Earlier Saturday, a panel of legal experts spoke about “Trump and the Judiciary” – highlighting the ways that President Donald Trump is affecting the courts, not just through the nomination of Brett Kavanaugh (who has shown hostility toward church-state separation) to the Supreme Court, but also through appointments to all federal benches. Howard Friedman, a law professor and editor of the Religion Clause blog, joked that stacking the courts with conservative judges is “the only part of the Trump Administration operating smoothly.” (Friedman’s remarks came before Sunday’s story in The Washington Post about the California professor who has come forward to accuse Kavanaugh of sexually assaulting her when they were in high school.)
Friedman and the other panelists – Susan Becker from the ACLU in Ohio and Robert Alt, CEO of a libertarian-oriented group called the Buckeye Institute – also spoke about the evolution of how religious freedom is treated by the federal courts.

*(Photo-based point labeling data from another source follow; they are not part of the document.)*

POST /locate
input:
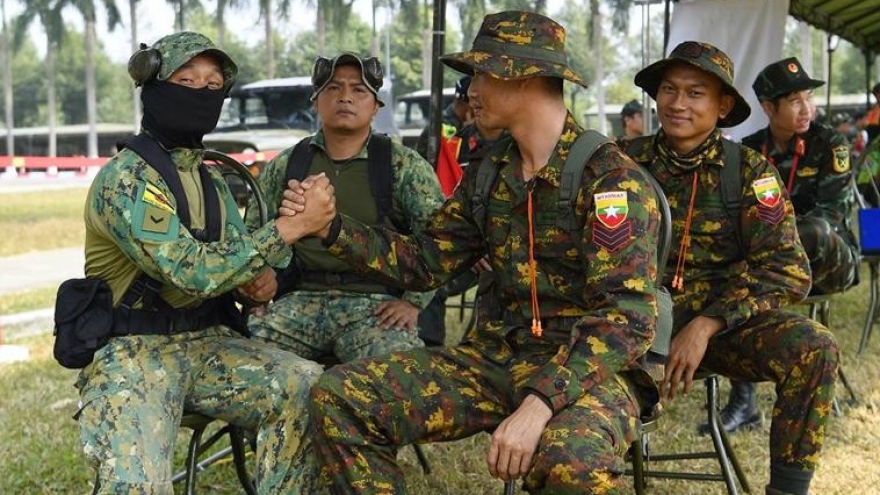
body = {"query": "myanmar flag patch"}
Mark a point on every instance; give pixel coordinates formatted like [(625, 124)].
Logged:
[(767, 191), (154, 196), (611, 208)]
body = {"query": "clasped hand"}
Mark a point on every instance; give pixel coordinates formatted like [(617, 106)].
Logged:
[(307, 208)]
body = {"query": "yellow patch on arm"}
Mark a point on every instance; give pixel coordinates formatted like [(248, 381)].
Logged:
[(156, 219)]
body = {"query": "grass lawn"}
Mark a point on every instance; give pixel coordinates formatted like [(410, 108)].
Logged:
[(30, 216), (39, 450)]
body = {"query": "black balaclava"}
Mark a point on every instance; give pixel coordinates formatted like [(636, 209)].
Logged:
[(179, 116)]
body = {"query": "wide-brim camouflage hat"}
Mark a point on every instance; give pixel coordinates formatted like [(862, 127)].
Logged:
[(704, 57), (782, 78), (516, 45), (178, 48)]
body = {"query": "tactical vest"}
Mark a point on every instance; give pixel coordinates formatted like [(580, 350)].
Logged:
[(381, 179), (155, 316)]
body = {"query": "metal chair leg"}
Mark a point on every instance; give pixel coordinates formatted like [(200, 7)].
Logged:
[(871, 317)]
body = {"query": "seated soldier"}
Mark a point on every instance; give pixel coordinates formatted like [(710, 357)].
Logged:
[(554, 370), (814, 162), (324, 309), (729, 295), (165, 234)]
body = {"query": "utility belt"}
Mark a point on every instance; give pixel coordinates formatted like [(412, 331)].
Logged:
[(85, 318), (321, 280)]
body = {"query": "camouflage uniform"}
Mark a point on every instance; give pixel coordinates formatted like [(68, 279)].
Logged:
[(319, 320), (585, 366), (135, 391), (822, 188), (761, 341)]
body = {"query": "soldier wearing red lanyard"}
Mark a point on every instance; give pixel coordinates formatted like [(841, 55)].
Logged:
[(814, 162)]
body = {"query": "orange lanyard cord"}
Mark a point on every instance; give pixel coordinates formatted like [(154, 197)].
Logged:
[(537, 331), (678, 279)]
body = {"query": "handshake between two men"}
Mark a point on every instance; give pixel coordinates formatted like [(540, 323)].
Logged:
[(308, 208)]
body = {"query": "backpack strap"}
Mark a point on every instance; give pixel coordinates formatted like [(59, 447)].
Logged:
[(572, 173), (731, 189), (160, 160), (299, 161), (381, 174)]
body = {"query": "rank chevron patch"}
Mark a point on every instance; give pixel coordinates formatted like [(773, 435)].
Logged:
[(767, 191), (611, 208)]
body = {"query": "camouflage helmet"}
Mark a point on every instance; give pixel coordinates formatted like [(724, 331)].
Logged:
[(707, 58), (782, 78), (178, 48), (516, 45)]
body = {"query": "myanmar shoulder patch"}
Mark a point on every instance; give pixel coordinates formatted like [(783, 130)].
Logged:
[(771, 207), (841, 159), (154, 217), (611, 208), (154, 196), (612, 230)]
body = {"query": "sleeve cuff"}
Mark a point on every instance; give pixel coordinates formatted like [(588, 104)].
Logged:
[(333, 234)]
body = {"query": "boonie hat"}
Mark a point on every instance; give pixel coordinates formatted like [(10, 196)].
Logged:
[(707, 58), (178, 48), (516, 45), (371, 72), (781, 78)]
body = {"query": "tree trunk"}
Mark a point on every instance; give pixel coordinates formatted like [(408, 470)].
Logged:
[(135, 91), (221, 24), (374, 45), (7, 86), (91, 97), (50, 98), (600, 65), (322, 32), (270, 46)]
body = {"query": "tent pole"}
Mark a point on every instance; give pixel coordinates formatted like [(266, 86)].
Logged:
[(438, 42)]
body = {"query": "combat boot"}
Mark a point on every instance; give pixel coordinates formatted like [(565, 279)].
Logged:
[(774, 491), (741, 411)]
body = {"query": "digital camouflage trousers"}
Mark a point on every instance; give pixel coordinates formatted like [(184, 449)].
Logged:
[(136, 390)]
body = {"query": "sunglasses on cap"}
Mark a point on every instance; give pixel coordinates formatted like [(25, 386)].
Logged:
[(371, 71)]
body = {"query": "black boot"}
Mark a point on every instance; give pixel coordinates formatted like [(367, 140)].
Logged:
[(741, 411)]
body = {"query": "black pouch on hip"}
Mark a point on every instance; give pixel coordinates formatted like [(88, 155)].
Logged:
[(83, 320)]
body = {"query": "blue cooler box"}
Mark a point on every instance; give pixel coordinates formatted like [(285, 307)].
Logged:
[(869, 230)]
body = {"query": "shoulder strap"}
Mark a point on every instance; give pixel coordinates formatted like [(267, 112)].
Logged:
[(159, 159), (639, 145), (381, 173), (731, 188), (572, 173), (299, 160)]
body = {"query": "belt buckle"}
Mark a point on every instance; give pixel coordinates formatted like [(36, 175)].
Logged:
[(334, 279)]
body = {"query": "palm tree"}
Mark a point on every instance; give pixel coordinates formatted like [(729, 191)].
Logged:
[(180, 8), (7, 84), (135, 91), (88, 11), (220, 16), (266, 13), (49, 14)]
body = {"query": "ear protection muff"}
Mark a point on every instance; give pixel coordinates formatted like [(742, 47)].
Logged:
[(144, 64)]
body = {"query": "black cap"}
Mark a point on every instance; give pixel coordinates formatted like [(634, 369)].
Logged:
[(631, 108), (782, 78)]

“Religious liberty has become the battleground on which the culture wars are being fought,” Friedman said, noting that views that began as cultural objections are being transformed into religious objections in an attempt to gain wider acceptance.
Alt noted how a change in the Supreme Court’s “swing” justice changed how the court ruled on church-state separation cases. Alt said Justice Sandra Day O’Connor framed such cases as whether they presented government favoritism toward a religion, whereas Justice Anthony Kennedy was more concerned with whether religious coercion was involved. Alt’s comments underscore the concerns of AU and others about what’s at stake with Kennedy’s departure from the court and how a Trump appointee could change the balance of power for a generation.
The RNA conference also kicked off with a discussion on church-state separation work, including mention of several cases in which AU has been involved. Of particular note were two cases involving government displaying Christian crosses – in a park in Florida and on a county seal in Pennsylvania – in which federal judges ruled that these practices were unconstitutional, but expresses regret and indicated they thought higher courts should reinterpret the Constitution on these issues.
Issues such as the Trump administration’s Muslim ban and the Supreme Court’s ruling in the Masterpiece Cakeshop case were also discussed. The ways in which Muslims and other religious minorities, especially Sikhs and Hindus, are treated differently from mainstream religions – namely Christianity – was another frequent theme throughout the conference.
We at Americans United know that church-state separation – the linchpin of religious freedom – is under attack. It’s a good sign that the journalists who write about religion and how it intersects with government are aware too.